According to its principal, Melanie Manley, the Lithia Springs school was among the top 10 percent of schools in the state for making the most progress in improving the performance of the “all students” group designation on statewide assessments during the last three years. The school was among 156 statewide given the designation, according to an education department release.
The honor is even more noteworthy as, in addition to a high percentage of its students being from what Manley described as economically challenged families, many are also transient students. “Due to the transient nature of their families, we have some students who are here for only a few days while others stay from kindergarten through the sixth grade,” Manley said.
Last year, for example, only 16 students who entered in kindergarten remained there through the sixth grade. Manley, who is in her second year as principal, and assistant principal Patty Hadley credited the school’s academic success to a unified school approach to education.
“Whatever existing needs our students may have, we try to meet those needs as a unified team, from our school staff and teachers to the parents of our students,” Manley said.
“Although our children may be in different classes with different teachers, we view them as our children and our responsibility and not just that of their individual teachers.”

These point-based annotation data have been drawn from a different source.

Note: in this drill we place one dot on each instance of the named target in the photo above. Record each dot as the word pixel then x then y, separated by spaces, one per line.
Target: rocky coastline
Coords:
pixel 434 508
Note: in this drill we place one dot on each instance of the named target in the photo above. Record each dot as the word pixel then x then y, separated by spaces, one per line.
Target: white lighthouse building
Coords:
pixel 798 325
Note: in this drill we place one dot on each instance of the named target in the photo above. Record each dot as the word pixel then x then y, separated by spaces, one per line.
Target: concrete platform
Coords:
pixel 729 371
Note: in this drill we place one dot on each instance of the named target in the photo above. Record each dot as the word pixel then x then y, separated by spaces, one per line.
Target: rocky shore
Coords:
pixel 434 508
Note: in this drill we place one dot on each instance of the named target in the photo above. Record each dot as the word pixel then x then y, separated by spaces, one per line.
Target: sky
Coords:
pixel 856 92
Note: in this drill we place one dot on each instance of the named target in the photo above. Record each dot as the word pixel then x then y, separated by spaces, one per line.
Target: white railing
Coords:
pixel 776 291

Douglas County Schools Superintendent Gordon Pritz said he was pleased with the school being recognized at the state level for its academic achievement.
“The teachers have demonstrated a strong focus on student achievement in a caring, supportive environment,” he said.
The school, which was built in 1939 and originally named Lithia Springs School, was renamed for its first principal.
Douglas County Schools Title I Coordinator Lisa Dunnigan said she was elated the school had achieved state recognition.
“Many demands and challenges are placed on educators as they strive to do their best with students,” she said.